Au moment du premier déconfinement en mai, Olivier Véran le répète, il faut « tester, tester et tester » pour identifier le plus précocement possible les personnes infectées et avoir une idée du nombre de personnes contaminées à l’échelle nationale. En mars-avril, seules les personnes hospitalisées, puis peu à peu les résidents des EHPAD peuvent en effet avoir recours aux tests RT-PCR.
La population générale et les pharmaciens sont encore loin d'imaginer qu'ils se retrouveront quelques mois plus tard avec un écouvillon dans le nez ou entre les mains, selon la catégorie à laquelle on appartient, dans un pays qui va parvenir à pratiquer plus de 2 millions de tests hebdomadaires au cours du mois d'octobre. Il faut dire que, dans un premier temps, les officinaux auront dû patienter de longues semaines avant d'avoir enfin le droit de réaliser les TROD sérologiques, évoqués dès le mois d'avril, mais qui ne feront leur apparition au comptoir que dans le courant du mois de juillet.
Trod sérologiques : une (trop) longue attente
Quelques jours après la parution de la liste des tests sérologiques homologués par le Centre national de référence (CNR), la présidente du Conseil national de l'Ordre, Carine Wolf-Thal, s'étonne de la situation dans les colonnes du « Quotidien » du 2 juin. « C’est ubuesque. Les tests validés sont connus, la Haute Autorité de santé est favorable à l’idée que les pharmaciens proposent des TROD Covid-19. Il ne manquait plus que l’arrêté et nous n’avons aucune idée de quand il sortira », déplorait-elle alors. Sans attendre qu'un arrêté ne les y invite, des pharmaciens commencent à proposer des TROD sérologiques à leurs patients, certains se faisant d'ailleurs rabrouer par le CNOP lui-même. Les syndicats dénoncent, eux, les manœuvres exercées par les biologistes pour freiner l'arrivée de ces tests en officine. « Il y a un véritable lobbying des biologistes médicaux pour exclure les pharmaciens de la pratique des TROD Covid., dénonçait Gilles Bonnefond en juin dernier. Ils mènent un combat qui est totalement inapproprié, déplorait-il. Pour les Français, il est maintenant naturel de venir se faire dépister en pharmacie. Il s’agit désormais de mettre en place une véritable stratégie de santé publique pour que nous puissions contribuer à mesurer l’immunité collective de la population. » C'est finalement le 15 juillet qu'un arrêté va officiellement permettre aux officinaux de se lancer. 50 000 TROD sérologiques seront réalisé au cours de l'été, mais alors que le nombre de contaminations augmente lentement mais sûrement à la rentrée, une autre catégorie de tests va rapidement les éclipser.

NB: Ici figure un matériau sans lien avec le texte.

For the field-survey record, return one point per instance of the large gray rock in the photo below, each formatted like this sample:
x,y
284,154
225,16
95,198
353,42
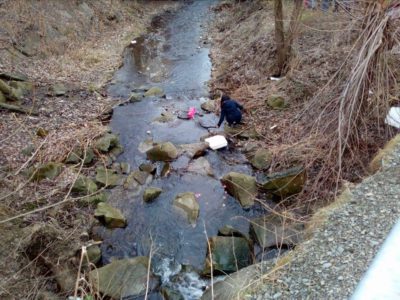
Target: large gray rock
x,y
241,186
165,117
201,166
149,168
108,177
208,106
151,193
262,159
48,170
276,102
123,279
163,152
228,254
58,89
110,216
194,150
236,285
187,203
94,199
84,185
285,183
142,177
107,142
14,76
275,230
77,154
155,91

Et le test antigénique fut
Alors que les files d'attente devant les laboratoires font jaser, que des patients attendent parfois plus d'une dizaine de jours avant de savoir s'ils sont positifs, rendant de facto l'acte totalement inutile, l'exécutif doit trouver des solutions pour continuer à tester toujours plus et surtout de manière plus intelligente. Bien que moins fiables, surtout pour les personnes asymptomatiques, les tests antigéniques sur prélèvements nasopharyngés sont finalement recommandés par la Haute Autorité de santé. Infirmiers, médecins et bien sûr pharmaciens vont enfin pouvoir soulager des laboratoires submergés par la demande en permettant à des patients de savoir s'ils sont positifs ou non au Covid-19 à l'instant T. Dans des barnums sur la voie publique, dans leurs espaces de confidentialité, aidés par des étudiants et les préparateurs pour les prélèvements, plus de 30 % des officinaux vont s'investir pour cette mission chronophage et complexe à mettre en place, le tout quelques jours à peine après une campagne de vaccination antigrippale particulièrement sportive cette année.
À la mi-décembre, un peu plus du tiers des pharmacies françaises réalisaient ces tests rapides selon le ministère de la Santé. En tout, plus de 900 000 tests antigéniques avaient été effectués par les officinaux juste avant les fêtes de fin d'année, si l'on se base sur les chiffres d'IQVIA. Les résultats de ces tests ont été transmis dans un premier temps assez laborieusement à l'assurance-maladie avant que la plateforme Si-DEP¨ne soit rendue accessible aux officinaux dans le courant du mois de novembre. Quelques jours plus tard, suite à un nouvel avis de la HAS, les pharmaciens sont même autorisés à tester les cas contacts et les personnes identifiées au sein de clusters, peu après avoir obtenu le droit de proposer les tests antigéniques aux patients âgés de plus de 65 ans. Sur le front du Covid, le pharmacien a su réussir le test, reste à voir quelles nouvelles missions (ou épreuves selon l'interprétation de chacun) lui seront confiées pour lutter contre l'épidémie en 2021.